More than a hundred years ago, the Maasai ruled over much of East Africa. Their feared warriors were renowned for their bravery and cattle stealing escapades. At which time countless Maasai lived inside the lush green Ngorongoro Crater. East Africa chose to make the crater a national park, thus forcing the Maasai to reservations out side the crater. They continue to cling tenaciously to their culture and customs, while the pressures of the modern world build up around them. Their many rites of passage--rituals that transpires the participant from one stage of life to the next, give life a meaning and purpose that is often lacking in other cultures.
The Maasai Tribe were so intriguing to me. From the bright colorful shawls, to the jewelry and its meaning, to the spears and sticks the men continually carry. Going to a Maasai village was one of the most extraordinary things I did while in East Africa. This particular tribe live high above the crater, but still have grazing rights inside the Crater. Each day the young men and boys herd the cattle approximately thirty miles from their village to inside the crater. They stay with the herd, protecting them from all predators and thieves. At the end of the day it is backup the very steep road, back to the village where the herd will stay inside the enclosed fence area of at the village. The amazing thing is the herders have no water or food for the duration of the day.
When I first arrived at the Maasai village in the Upper Rift Valley, I was nervous with anticipation, but curiosity. After paying a small fee to the leader, I was soon the center of attention. Oh my! I soon found myself encircled by the men of the tribe, singing and chanting a welcome song and all the while dancing and jumping with spears in their hands. For a brief moment I wondered if I was going to be dinner!!! As the men continued to dance around me, the women of the tribe stood almost reverently singing a different song. I was told that the men and women never sing the same song, as the men and women have different roles in the welcoming process. However, then again the men and women have different roles in the Maasai Tribe. The men do very little, yet the women do almost everything, from building the house, to hunting for food, and caring for the children.
After I had officially been welcomed as a guest, I was allowed to enter the small fence compound they call home. I am sure my eyes spoke volumes about my many thoughts. I tried to take photos without making them feel like they were on display, but I really had a hard time not just staring.

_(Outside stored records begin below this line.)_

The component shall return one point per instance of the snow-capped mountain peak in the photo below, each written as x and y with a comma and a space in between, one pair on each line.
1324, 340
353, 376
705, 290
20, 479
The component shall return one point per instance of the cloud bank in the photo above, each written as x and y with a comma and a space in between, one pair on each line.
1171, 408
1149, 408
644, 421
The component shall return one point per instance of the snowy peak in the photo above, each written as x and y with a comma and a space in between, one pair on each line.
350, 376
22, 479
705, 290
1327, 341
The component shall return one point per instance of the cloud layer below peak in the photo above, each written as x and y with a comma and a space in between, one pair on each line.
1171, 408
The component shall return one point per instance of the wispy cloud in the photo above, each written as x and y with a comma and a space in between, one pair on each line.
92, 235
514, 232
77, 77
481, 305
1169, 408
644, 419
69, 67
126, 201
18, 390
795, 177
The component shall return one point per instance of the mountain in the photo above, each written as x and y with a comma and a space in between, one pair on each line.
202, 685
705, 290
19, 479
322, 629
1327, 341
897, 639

There were small children crawling around in the cow manure left from the night before, a woman was beating the hair off a cow hide that had recently be scarified, and the village women had a huge circle of beaded jewelry set up all of which was for sell. So much of what the villagers wear are symbolic of some thing. They were red as they think the lions are color blind and there fore can't see them. The jewelry also has meanings. A mother can not wear earrings unless she as had a son that has been circumcised. A young boy can not carry a spear unless he has killed a lion, of which makes him brave and a warrior of the tribe. Customs worlds apart from Americans.

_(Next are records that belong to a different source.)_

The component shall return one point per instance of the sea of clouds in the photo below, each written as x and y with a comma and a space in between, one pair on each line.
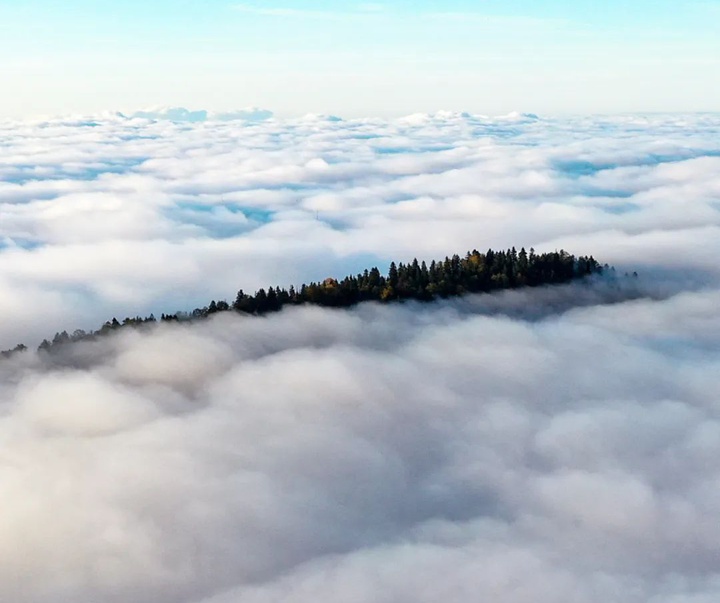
547, 446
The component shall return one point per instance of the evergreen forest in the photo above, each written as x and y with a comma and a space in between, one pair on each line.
454, 276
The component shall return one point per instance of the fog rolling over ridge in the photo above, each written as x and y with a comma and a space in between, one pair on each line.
544, 445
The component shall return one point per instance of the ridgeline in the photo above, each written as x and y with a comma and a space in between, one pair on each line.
452, 277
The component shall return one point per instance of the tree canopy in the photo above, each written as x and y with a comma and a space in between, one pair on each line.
475, 272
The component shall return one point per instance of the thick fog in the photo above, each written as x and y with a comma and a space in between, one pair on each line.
536, 446
117, 216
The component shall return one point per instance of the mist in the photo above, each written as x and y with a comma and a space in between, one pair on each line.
542, 445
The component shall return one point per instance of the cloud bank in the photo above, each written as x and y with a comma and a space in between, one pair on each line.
404, 453
552, 445
108, 215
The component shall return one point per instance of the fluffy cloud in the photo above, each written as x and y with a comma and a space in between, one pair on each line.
379, 454
111, 215
548, 445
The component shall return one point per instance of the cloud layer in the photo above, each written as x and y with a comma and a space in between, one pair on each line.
554, 445
112, 215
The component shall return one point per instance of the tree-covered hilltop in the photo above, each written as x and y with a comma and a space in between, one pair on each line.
454, 276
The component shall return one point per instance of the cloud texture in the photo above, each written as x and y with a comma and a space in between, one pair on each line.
556, 445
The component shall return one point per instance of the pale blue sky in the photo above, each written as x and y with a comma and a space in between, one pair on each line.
360, 58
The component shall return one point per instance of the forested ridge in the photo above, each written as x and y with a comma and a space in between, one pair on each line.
454, 276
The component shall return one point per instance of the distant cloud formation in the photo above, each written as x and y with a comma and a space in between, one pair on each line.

I was invited into one of the twenty-nine huts, to sit and have tea, but it was so small and very stinky. The huts are made from mud, cow dung, urine and sticks, no wonder they smell. Shortly after entering the hut I got claustrophobic and ask to please move on. The head matriarch continued to show me all the village including the school. The children obviously rehearsed were in a small pen looking room chanting and singing the A,B,C,'s and counting for me. One small child caught my attention as he or she kept waving and smiling at me. I so wonder what the thoughts were of this young Maasai.
After an hour asking questions and trying to take it all in we left. These people are without a doubt the most intriguing people, with the most intriguing customs and cultures I have ever seen. Should I ever have the opportunity to visit Africa again I would love to spend a day or two with the Maasai.

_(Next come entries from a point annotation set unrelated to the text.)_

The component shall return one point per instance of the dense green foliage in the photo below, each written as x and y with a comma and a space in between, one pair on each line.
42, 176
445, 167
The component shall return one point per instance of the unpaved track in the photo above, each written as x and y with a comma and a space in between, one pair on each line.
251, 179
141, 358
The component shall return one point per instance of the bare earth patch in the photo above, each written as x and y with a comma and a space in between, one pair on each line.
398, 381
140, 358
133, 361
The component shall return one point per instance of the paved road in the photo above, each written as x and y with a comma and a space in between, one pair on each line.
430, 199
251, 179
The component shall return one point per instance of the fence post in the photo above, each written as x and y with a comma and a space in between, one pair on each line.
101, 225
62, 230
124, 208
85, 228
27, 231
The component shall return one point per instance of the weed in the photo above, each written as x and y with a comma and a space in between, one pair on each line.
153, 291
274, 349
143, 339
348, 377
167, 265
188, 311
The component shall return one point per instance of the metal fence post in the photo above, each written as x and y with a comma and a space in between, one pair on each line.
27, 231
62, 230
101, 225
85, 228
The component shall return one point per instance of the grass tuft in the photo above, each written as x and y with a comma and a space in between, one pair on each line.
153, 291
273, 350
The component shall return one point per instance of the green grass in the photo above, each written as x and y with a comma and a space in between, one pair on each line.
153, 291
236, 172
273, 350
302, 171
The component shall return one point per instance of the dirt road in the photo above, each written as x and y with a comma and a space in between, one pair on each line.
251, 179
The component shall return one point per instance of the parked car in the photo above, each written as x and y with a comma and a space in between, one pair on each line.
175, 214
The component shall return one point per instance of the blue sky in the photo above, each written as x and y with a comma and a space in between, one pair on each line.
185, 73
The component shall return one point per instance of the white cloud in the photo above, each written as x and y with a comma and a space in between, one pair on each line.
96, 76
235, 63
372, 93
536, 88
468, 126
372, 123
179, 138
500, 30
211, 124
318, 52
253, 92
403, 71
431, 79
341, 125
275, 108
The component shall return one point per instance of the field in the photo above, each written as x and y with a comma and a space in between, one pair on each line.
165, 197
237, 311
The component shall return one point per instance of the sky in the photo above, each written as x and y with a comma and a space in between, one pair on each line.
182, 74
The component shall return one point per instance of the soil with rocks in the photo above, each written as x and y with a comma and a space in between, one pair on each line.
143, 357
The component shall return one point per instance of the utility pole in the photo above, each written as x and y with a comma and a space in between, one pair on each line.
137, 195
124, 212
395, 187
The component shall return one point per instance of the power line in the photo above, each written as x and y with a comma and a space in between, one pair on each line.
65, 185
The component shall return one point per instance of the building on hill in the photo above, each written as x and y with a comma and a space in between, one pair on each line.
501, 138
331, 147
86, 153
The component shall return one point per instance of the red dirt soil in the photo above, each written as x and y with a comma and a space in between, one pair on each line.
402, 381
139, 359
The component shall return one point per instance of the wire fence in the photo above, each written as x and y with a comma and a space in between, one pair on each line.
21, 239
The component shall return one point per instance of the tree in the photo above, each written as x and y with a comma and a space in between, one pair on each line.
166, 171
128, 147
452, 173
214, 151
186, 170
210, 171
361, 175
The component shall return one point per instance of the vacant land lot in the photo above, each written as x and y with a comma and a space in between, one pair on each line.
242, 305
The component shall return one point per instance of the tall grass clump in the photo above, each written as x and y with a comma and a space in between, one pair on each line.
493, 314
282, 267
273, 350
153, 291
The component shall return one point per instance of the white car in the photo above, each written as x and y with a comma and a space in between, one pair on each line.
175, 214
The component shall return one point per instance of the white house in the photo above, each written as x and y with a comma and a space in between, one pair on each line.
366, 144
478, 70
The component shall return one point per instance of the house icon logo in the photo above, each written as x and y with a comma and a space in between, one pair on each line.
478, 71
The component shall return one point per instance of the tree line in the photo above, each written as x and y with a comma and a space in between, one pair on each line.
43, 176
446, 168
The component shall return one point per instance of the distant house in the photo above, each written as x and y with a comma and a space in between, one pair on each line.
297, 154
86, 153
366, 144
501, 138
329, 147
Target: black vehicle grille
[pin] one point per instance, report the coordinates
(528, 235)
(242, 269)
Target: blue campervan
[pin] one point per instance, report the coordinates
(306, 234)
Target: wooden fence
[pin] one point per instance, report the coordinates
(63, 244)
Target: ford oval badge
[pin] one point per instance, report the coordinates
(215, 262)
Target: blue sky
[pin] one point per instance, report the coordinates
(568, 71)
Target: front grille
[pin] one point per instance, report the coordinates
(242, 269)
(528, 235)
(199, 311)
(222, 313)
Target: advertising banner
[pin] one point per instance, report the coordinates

From Mom: Everyone, today is the last day of safari. Yesterday was great. I got charged by a huge elephant, wow! I also was a guest at Massai Village--very interesting to say the least. Africa is a totally different world and I am amazed. I will be meeting the AILC group tomorrow and have been invited to Bryson's house to meet his family and have dinner before flying out to Kenya. Love ya all! So far, what an AWESOME experience!
From Andi: Take care of yourself, my friend. I am so proud to call you my friend. I miss you tons. ENJOY YOUR BUCKET LIST. I can't wait to see what's next. I'm sure the list goes on forever! Love, Andi
From Sana: Our hearts are very proud of you. The team leaves today and we are packed and ready to meet you at the airport soon. Here's my in-country phone 0716266038. Looking so forward to seeing you.
From Tiffany: Wow! I'm not sure what is going on in this picture, but it's interesting. I am glad your trip is all you dreamed of. Have a good time at Bryson's house and call me when you get to Kenya.